Michael Bloomberg, the former mayor of New York City and owner of several media outlets, thinks it's time that Americans "get behind" President Donald Trump and "make it work."
Democratic opponents of Trump need to get over themselves, Bloomberg argued during an interview on ABC's "The View." "The public has spoken, whether you like the results or not," he said.
The media magnate compared liberal resistance to Trump with comments made by Mitch McConnell, R-Ky., the Republican leader in the Senate, when he said, "the single most important thing we want to achieve is for President Obama to be a one-term president."
According to Bloomberg, such thinking is petty and risks breaking the American political system by making it dysfunctional.
"That's my country. That's my kids and grandkids," Bloomberg said in response to the McConnell remark. "You have to make it work. We have an election — whoever wins, you got to get behind."
Shifting to discuss Trump, the former mayor argued that he just wanted good governance.
"He's our president, and we need this country to be run well. I didn't vote for him," Bloomberg added. "Let's just all hope that Donald Trump is a good president of the United States."
Bloomberg's current attitude is quite different from what it was just last year when he called Trump a "dangerous demagogue" in a speech to the Democratic National Convention.

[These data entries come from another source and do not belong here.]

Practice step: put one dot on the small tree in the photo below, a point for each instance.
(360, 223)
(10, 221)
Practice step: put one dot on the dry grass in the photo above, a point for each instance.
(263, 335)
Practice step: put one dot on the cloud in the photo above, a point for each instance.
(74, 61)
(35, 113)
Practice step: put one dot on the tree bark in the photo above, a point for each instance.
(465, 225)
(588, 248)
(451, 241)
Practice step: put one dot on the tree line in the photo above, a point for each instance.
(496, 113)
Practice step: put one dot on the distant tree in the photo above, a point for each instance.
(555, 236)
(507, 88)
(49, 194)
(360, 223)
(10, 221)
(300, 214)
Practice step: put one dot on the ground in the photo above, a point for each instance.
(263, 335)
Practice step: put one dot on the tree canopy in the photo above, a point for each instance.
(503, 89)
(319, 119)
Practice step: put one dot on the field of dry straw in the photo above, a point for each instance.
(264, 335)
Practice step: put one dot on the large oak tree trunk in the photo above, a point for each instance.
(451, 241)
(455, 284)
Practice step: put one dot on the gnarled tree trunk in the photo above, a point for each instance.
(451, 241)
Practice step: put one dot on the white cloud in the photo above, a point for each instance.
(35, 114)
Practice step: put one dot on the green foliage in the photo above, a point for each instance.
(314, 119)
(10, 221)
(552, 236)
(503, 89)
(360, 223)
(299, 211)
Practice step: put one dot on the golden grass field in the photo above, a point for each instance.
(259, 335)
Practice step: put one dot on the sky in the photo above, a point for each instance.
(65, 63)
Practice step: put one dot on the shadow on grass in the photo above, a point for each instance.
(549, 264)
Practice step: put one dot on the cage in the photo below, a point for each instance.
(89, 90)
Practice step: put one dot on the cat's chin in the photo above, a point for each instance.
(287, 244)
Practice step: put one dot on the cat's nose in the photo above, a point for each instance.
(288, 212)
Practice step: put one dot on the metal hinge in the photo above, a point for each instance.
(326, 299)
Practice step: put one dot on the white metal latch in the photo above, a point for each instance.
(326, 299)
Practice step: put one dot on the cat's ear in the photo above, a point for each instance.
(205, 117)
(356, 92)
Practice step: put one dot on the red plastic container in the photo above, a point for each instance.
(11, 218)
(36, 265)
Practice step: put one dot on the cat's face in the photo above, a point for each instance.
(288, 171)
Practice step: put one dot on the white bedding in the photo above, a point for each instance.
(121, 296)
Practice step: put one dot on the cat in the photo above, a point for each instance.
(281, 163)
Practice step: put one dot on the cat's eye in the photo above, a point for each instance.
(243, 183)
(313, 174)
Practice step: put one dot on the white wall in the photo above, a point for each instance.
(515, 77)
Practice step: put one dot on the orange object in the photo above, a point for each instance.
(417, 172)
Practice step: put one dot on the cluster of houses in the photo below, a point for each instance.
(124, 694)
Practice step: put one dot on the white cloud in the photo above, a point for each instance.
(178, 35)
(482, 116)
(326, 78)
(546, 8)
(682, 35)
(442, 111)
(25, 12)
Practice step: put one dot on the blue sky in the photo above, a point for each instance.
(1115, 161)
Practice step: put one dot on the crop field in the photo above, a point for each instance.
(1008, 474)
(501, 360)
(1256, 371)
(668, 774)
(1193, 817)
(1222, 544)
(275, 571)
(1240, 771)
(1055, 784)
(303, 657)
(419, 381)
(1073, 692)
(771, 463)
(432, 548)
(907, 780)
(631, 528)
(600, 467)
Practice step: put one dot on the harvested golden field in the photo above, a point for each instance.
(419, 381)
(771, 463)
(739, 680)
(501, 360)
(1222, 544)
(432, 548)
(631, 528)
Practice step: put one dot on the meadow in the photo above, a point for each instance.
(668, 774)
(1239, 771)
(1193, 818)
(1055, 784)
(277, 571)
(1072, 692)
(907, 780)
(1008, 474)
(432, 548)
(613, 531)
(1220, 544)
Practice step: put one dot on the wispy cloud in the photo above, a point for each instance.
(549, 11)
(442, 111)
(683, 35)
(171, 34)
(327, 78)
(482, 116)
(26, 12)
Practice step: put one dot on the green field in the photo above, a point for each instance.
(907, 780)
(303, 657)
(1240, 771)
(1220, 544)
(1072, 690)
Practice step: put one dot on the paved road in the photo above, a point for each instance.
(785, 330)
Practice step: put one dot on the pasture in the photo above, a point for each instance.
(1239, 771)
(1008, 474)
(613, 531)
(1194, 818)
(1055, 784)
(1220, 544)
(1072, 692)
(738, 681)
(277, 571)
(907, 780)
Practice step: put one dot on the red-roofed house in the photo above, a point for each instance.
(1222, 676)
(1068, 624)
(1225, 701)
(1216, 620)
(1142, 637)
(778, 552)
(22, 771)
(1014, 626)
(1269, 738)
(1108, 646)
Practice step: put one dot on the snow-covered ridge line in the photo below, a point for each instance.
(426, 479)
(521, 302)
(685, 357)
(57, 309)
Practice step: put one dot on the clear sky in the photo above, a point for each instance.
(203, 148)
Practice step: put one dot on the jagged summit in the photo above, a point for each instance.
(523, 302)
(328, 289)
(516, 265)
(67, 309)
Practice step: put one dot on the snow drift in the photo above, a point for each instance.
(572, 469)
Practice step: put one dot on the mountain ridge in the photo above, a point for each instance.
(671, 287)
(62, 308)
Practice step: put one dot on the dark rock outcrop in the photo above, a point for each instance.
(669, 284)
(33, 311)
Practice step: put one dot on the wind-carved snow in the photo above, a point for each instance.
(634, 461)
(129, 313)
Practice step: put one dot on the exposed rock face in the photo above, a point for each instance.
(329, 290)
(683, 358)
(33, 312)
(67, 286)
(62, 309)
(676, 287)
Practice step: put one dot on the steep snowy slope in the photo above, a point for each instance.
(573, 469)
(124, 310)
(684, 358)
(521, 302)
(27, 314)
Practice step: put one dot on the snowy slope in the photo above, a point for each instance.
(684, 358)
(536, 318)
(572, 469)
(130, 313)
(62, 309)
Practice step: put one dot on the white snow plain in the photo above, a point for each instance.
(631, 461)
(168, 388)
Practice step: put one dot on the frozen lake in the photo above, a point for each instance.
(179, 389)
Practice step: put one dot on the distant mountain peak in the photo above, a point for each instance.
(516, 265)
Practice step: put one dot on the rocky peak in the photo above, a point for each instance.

A long-time Democrat, Bloomberg left the party in 2001 to run as a Republican candidate. He left the GOP two years later.
The former mayor has also attracted liberal ire recently for saying that he believed Trump would be re-elected because the Democratic Party is too rife with internal divisions.
“The incumbent always has an advantage,” Bloomberg said during a Tuesday CNN interview.
“The Democratic Party is going to be torn apart by the left and the centralists,” he said, not mentioning that he is himself one of the "centralists," that is politicians who want to compromise on economic issues but not bend on social ones.
The GOP is similarly internally divided, Bloomberg argued, but it has the advantage in 2020 because it already has its nominee.
“Now, the Republican Party is also being torn apart between the centralists and the hard right, but they've rented a candidate. The candidate has rented a party, and they will probably without much fuss get behind Donald Trump, I would assume, assuming he runs for re-election.”
According to Bloomberg, Trump's chances of defeating his eventual 2020 Democratic opponent are 55 percent certain.